On 17 December 2016, he returned to his former club Maccabi Haifa., During his season with the club he won Israeli Super League Defensive Player of the Year award and helped Haifa reaching the Israeli League Finals. He was the Israeli Basketball Premier League Defensive Player of the Year in 2016 and 2017. He was also the Israeli Premier League Assists Leader in 2017.

On 20 July 2017, Vargas signed with the Spanish club Baloncesto Fuenlabrada of the Liga ACB for the 2017–18 season.

On 1 August 2019, Vargas returned to Maccabi Haifa for a third stint, signing a one-year deal.
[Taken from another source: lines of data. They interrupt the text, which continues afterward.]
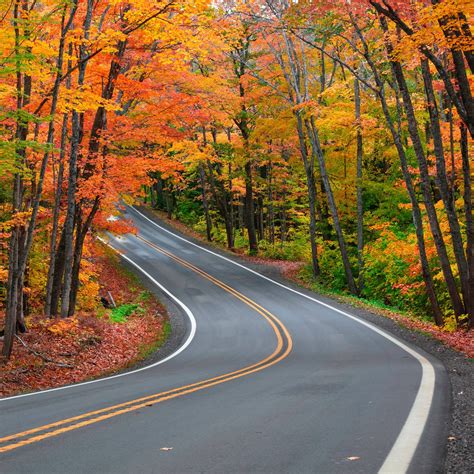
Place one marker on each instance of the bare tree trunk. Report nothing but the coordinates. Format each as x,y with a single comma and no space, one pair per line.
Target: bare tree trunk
250,208
76,125
416,211
205,204
311,185
318,152
360,208
56,212
425,183
442,182
467,173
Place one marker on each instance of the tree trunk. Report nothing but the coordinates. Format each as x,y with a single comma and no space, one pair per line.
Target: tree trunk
442,182
360,208
205,204
317,151
425,185
311,185
250,209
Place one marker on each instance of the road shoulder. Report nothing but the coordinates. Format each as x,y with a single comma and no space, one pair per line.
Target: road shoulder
450,364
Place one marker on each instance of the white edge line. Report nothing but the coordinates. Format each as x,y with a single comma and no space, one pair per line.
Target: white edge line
402,452
188,341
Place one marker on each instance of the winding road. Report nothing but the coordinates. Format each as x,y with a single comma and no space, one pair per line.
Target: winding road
263,378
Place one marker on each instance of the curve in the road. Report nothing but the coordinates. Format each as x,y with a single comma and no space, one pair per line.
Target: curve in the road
283,348
403,450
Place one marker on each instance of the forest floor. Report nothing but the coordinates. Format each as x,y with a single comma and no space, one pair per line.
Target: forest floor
455,349
460,339
56,352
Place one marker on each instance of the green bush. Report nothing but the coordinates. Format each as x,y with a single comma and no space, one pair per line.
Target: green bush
122,312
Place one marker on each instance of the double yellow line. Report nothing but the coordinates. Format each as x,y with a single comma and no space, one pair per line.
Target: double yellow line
283,348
On 3 February 2020, Vargas recorded a triple-double 16 points, 12 rebounds and 13 assists, leading Haifa to a 93–84 win over Hapoel Gilboa Galil. He was subsequently named Israeli League Round 18 MVP. He was the Israeli Premier League Assists Leader in 2019–20.

On 2 July 2020, he signed with U-BT Cluj-Napoca of the Romanian Liga Națională.

Vargas played with Cocodrilos de Caracas in the 2021 season of the Venezuelan SuperLiga and was named the league MVP after averaging 17.4 points and 7.7 assists for the team.
== National team career ==
Vargas is a member of the senior men's Venezuelan national basketball team. As a member of the team at the 2015 FIBA Americas Championship, he helped Venezuela to defeat Uruguay and Canada to win the gold medal. That was Venezuela's first FIBA Americas Championship, and allowed them to qualify for the 2016 Summer Olympics in Rio, where Vargas also played with Venezuela.

== Player profile ==
Vargas was described as a tough FIBA player, who could be a college basketball All-American, by ESPN basketball analyst Fran Fraschilla.

== Personal ==
Vargas' older brother José is also a professional basketball player. The two brothers have played together on the senior men's Venezuelan national team.